‘Planning to fail’ is key to cyber-security
Businesses should “plan to fail” in their cyber-security to recover quickly after any malicious software attacks, warns a leading Scottish internet security expert.
The advice from Gerry Grant, “chief ethical hacker” at the Scottish Business Resilience Centre (SBRC), comes amid reports suggesting a third of UK businesses would pay to retrieve their shutdown systems should they be hit by a “ransomware attack”.
Grant said: “Businesses should ensure that all antivirus is kept up to date and that they have recent and reliable backups of all systems.
“They should be wary of random messages, odd emails containing invoices or urgent payment details and attachments. Modification of numerous files in a short space of time is also a major giveaway, as well as unusual network activity.”

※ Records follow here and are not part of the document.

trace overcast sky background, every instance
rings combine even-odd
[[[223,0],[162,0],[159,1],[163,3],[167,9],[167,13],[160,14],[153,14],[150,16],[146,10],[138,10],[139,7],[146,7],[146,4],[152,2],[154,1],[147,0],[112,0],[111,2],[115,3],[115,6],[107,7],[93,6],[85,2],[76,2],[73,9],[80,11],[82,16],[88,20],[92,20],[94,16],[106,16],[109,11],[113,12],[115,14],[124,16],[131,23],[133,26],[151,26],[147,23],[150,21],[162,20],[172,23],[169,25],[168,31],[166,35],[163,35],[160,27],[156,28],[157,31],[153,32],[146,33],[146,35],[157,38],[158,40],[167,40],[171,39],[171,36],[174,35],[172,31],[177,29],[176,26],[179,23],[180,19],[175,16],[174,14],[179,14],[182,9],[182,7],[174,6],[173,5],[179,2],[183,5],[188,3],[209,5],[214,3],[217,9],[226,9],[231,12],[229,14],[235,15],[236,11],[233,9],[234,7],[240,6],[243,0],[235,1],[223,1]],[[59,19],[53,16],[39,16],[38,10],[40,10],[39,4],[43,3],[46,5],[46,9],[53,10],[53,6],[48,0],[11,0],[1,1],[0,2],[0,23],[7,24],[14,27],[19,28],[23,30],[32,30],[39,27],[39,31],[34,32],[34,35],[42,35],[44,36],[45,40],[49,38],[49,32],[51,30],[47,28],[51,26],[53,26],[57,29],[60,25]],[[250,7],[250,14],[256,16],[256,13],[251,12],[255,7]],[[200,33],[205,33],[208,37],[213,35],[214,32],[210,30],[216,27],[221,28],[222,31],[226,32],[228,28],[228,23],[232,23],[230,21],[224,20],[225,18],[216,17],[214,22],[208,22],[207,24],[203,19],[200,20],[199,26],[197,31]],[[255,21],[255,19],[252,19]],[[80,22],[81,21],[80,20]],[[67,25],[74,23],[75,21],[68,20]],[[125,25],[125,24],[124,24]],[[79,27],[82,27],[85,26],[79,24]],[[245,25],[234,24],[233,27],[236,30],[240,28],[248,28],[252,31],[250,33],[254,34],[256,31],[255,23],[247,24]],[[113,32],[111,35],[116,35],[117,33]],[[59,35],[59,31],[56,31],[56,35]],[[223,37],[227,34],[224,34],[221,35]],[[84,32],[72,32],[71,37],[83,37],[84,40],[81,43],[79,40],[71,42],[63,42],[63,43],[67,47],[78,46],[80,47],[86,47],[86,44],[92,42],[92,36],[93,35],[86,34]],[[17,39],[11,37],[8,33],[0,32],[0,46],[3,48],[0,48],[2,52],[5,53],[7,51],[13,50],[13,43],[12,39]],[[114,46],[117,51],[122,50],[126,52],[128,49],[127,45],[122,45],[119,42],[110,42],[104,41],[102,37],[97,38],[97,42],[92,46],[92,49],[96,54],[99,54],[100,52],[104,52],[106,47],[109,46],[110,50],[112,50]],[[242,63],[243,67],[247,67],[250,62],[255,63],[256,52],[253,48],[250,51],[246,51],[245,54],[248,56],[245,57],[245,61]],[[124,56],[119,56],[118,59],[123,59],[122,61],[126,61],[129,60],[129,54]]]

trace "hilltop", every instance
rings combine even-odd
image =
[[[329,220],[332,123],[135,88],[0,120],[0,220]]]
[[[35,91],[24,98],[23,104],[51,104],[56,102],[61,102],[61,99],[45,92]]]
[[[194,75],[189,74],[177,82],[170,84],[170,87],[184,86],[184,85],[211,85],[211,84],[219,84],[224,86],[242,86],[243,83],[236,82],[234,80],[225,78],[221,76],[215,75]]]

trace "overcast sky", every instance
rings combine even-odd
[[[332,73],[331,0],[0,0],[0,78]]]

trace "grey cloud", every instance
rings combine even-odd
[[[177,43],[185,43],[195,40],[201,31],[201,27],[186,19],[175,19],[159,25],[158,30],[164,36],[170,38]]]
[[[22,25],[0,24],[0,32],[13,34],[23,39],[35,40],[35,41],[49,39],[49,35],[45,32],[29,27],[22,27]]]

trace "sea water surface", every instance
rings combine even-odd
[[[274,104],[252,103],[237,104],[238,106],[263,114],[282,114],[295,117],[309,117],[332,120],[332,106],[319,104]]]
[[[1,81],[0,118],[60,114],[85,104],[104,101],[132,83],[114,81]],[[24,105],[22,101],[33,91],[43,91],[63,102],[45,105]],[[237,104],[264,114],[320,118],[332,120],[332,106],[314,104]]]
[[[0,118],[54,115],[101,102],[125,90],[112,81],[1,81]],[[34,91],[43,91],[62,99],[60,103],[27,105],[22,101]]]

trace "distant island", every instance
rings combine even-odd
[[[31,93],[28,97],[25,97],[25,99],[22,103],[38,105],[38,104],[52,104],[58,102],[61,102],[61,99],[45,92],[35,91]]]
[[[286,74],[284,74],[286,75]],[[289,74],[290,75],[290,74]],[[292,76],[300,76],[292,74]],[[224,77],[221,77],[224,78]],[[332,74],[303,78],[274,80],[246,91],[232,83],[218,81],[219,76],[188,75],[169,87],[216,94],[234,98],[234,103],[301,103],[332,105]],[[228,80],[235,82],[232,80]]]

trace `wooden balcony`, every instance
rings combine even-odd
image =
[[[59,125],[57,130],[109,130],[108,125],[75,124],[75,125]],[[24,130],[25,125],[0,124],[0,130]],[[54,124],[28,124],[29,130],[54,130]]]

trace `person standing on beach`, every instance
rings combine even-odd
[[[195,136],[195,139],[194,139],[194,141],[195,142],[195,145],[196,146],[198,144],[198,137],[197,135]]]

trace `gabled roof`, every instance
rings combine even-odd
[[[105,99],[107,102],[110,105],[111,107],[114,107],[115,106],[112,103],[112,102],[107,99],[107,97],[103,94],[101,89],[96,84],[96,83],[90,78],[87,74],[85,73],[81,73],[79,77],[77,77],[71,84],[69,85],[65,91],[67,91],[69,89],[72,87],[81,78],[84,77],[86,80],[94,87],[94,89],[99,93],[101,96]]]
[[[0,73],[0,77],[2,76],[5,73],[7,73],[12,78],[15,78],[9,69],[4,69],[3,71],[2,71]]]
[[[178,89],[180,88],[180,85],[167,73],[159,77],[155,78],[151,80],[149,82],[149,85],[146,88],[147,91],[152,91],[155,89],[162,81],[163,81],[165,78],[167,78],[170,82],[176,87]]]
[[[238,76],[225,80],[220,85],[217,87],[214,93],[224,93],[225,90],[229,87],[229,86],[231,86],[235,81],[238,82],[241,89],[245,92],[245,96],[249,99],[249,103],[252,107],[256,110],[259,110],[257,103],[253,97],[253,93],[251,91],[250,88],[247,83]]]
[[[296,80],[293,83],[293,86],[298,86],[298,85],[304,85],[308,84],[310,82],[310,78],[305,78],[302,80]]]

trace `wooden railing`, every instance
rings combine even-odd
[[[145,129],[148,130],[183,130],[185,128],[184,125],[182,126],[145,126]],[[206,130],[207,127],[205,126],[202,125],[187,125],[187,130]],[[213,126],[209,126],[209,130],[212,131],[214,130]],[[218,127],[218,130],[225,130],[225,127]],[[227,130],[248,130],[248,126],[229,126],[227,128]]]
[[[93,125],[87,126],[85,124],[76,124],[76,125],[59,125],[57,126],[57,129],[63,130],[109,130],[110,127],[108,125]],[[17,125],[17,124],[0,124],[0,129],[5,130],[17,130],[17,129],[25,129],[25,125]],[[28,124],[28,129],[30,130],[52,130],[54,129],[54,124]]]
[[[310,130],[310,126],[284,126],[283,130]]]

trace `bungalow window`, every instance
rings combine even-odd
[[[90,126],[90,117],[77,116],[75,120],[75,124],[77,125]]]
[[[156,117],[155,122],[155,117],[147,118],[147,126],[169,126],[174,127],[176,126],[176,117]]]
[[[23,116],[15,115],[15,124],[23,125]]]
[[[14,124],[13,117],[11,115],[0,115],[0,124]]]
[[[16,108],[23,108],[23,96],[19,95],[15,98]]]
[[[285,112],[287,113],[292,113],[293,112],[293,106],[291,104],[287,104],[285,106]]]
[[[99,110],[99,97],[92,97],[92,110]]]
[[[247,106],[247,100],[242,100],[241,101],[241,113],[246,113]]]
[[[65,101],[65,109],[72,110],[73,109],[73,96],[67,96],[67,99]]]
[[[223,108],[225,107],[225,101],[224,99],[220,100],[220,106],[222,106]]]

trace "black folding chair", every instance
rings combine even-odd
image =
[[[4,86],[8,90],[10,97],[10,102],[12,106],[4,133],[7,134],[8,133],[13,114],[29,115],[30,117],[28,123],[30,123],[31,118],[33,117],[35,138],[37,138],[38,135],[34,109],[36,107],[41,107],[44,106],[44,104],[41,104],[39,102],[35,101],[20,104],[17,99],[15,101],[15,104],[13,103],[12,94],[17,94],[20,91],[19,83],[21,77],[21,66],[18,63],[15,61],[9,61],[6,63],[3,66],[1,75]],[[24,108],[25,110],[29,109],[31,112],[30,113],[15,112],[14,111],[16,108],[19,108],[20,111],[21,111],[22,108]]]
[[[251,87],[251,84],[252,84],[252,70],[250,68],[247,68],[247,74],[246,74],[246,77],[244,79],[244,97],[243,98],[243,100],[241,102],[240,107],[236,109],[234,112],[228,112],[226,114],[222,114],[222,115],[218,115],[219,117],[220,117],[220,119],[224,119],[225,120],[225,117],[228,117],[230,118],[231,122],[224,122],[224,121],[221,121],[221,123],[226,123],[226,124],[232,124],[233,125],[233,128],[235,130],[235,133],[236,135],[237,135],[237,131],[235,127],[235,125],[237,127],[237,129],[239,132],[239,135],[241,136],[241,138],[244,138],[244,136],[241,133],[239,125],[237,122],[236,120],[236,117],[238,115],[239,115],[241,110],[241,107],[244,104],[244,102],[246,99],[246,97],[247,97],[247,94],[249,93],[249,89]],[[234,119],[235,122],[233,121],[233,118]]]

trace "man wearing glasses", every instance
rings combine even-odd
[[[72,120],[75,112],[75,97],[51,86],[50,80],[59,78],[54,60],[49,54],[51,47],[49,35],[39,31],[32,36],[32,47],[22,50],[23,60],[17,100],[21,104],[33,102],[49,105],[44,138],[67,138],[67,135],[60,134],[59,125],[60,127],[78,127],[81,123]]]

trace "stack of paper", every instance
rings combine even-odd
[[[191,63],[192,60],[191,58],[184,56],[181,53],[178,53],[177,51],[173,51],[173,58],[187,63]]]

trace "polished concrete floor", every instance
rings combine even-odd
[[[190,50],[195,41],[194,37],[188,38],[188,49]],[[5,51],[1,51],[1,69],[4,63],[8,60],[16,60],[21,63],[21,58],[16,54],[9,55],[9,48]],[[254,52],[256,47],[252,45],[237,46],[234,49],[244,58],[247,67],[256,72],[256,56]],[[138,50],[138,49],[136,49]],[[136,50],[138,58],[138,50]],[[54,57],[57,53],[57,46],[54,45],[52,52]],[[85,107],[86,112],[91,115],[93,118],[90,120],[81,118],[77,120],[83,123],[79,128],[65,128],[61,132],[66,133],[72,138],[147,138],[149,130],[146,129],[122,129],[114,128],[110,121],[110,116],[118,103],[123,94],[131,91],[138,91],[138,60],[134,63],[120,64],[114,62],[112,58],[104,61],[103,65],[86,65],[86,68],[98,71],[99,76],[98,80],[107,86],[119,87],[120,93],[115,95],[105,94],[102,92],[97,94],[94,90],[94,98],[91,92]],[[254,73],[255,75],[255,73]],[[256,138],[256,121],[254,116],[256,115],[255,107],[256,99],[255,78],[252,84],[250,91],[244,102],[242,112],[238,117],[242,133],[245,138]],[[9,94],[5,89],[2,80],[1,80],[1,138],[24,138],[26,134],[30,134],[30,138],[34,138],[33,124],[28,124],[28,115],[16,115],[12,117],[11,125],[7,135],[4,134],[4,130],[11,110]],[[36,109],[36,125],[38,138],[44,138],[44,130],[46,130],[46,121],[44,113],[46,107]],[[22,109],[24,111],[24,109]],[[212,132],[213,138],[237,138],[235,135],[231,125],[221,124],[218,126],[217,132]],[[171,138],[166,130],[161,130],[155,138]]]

Grant said it was not guaranteed the encrypted files in a tampered system would be freed with ransom payment, and the hackers may ask for more money.
“The best way to contain an attack is to disconnect all of the infected computers from the network, and if the computer cannot be isolated, then disconnect the shared drives,” he added.
Grant said reimaging the device was the only remedy for ransomware attack – removing the computer of all software and reinstalling safely.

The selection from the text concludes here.